"Washington Post": Zdaniem CIA Rosja wpłynęła na wygraną Trumpa w wyborach
Rosja ingerowała w tegoroczne wybory w USA i chciała pomóc Donaldowi Trumpowi w zdobyciu prezydentury - podaje dziennik "Washington Post", powołując się na swoje źródła. Rosjanie mieli robić więcej niż tylko podważać zaufanie do amerykańskiego systemu wyborczego. Badania zlecił Barack Obama, a sztab Trumpa ostro na artykuł zareagował. CIA odmawia komentarza w tej sprawie.
Washington Post" powołuje się na amerykańskich urzędników zaznajomionych ze sprawą. Twierdzili oni, że osoby pracujące dla Rosjan były znane służbom wywiadowczym i były częścią większej operacji mającej na celu podniesienie szans Trumpa na Biały Dom i zdyskredytowanie Hillary Clinton.
– Zgodnie z oceną wywiadu, celem Rosji było faworyzowanie jednego kandydata, pomoc Trumpowi w wygraniu - powiedział informator dziennikowi. - To wspólny pogląd - dodał.
Spotkanie z senatorami
"Washington Post" twierdzi, że CIA poinformowała o wszystkim część senatorów na tajnym posiedzeniu w ubiegłym tygodniu. Także raport agencji w tej sprawie ma pozostać niejawny.
Przedstawiciel CIA powiedział senatorom, że teraz jest "dosyć jasne", że celem Rosji było wybranie Donalda Trumpa na prezydenta USA. Informacje na ten temat mają pochodzić z różnych źródeł.
Oświadczenie zepołu Trumpa
Zespół Donalda Trumpa wystosował krótkie oświadczenie, w którym napisał, że raport sporządzili "ci sami ludzie, którzy twierdzili, iż Saddam Hussein posiada broń masowego rażenia".
"Wybory dawno się zakończyły jednym z największych zwycięstw jeśli chodzi o głosy elektorskie w historii. Czas, by iść do przodu i »uczynić Amerykę znowu wielką«" - czytamy w oświadczeniu.
Raport zlecił Obama
Doradczyni prezydenta USA Baracka Obamy ds. bezpieczeństwa krajowego Lisa Monaco poinformowała w piątek, że prezydent nakazał agencjom wywiadu USA dokonać pełnego przeglądu cyberataków oraz innych interwencji z zagranicy, jakie miały miejsce podczas wyborów prezydenckich.

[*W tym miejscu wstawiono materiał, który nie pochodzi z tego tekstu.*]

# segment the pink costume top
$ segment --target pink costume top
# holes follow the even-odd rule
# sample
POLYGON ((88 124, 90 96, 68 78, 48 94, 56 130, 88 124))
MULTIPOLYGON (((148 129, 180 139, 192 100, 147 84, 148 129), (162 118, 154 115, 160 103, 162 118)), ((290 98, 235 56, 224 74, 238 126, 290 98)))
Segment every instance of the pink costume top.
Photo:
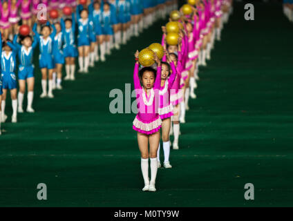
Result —
POLYGON ((133 121, 133 130, 147 135, 158 131, 162 127, 162 120, 158 114, 159 89, 161 83, 162 67, 158 66, 153 88, 147 94, 140 85, 138 77, 139 64, 135 63, 133 72, 134 88, 138 102, 138 115, 133 121))
POLYGON ((10 4, 8 2, 8 7, 7 8, 7 10, 4 10, 4 9, 2 8, 2 3, 0 1, 0 26, 2 28, 8 28, 10 26, 10 24, 9 23, 10 8, 10 4))
POLYGON ((159 106, 159 115, 162 119, 169 118, 173 115, 173 106, 170 103, 170 90, 174 83, 175 78, 176 77, 176 68, 174 63, 170 64, 172 69, 172 73, 167 80, 165 81, 164 86, 160 88, 160 106, 159 106))
POLYGON ((21 11, 20 12, 20 16, 23 19, 29 19, 32 15, 30 12, 30 4, 32 3, 32 0, 26 0, 26 1, 23 0, 20 0, 21 3, 21 11))
POLYGON ((37 15, 39 12, 37 6, 40 3, 40 0, 32 0, 32 14, 37 15))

Efektem przeglądu ma być raport, który Obama chce przekazać do wglądu Kongresowi jeszcze przed opuszczeniem Białego Domu 20 stycznia przyszłego roku.
Ataki hakerów
W październiku amerykański rząd oficjalnie oskarżył Rosję o ataki hakerskie wymierzone w Partię Demokratyczną w związku z wyborami prezydenckimi. Prezydent USA Barack Obama powiedział wówczas, że ostrzegł Władimira Putina o konsekwencjach takich ataków.
Kreml od samego początku zaprzeczał i odrzucał zarzuty. Prezydent elekt oświadczył z kolei, że nie jest przekonany o tym, by to Rosja stała za cyberatakami. Jego zespół przejściowy w piątek wydał oświadczenie ws. "twierdzeń o zagranicznym wpływie na amerykańskie wybory", ale nie wskazał winnego, ani nie podał konkretów.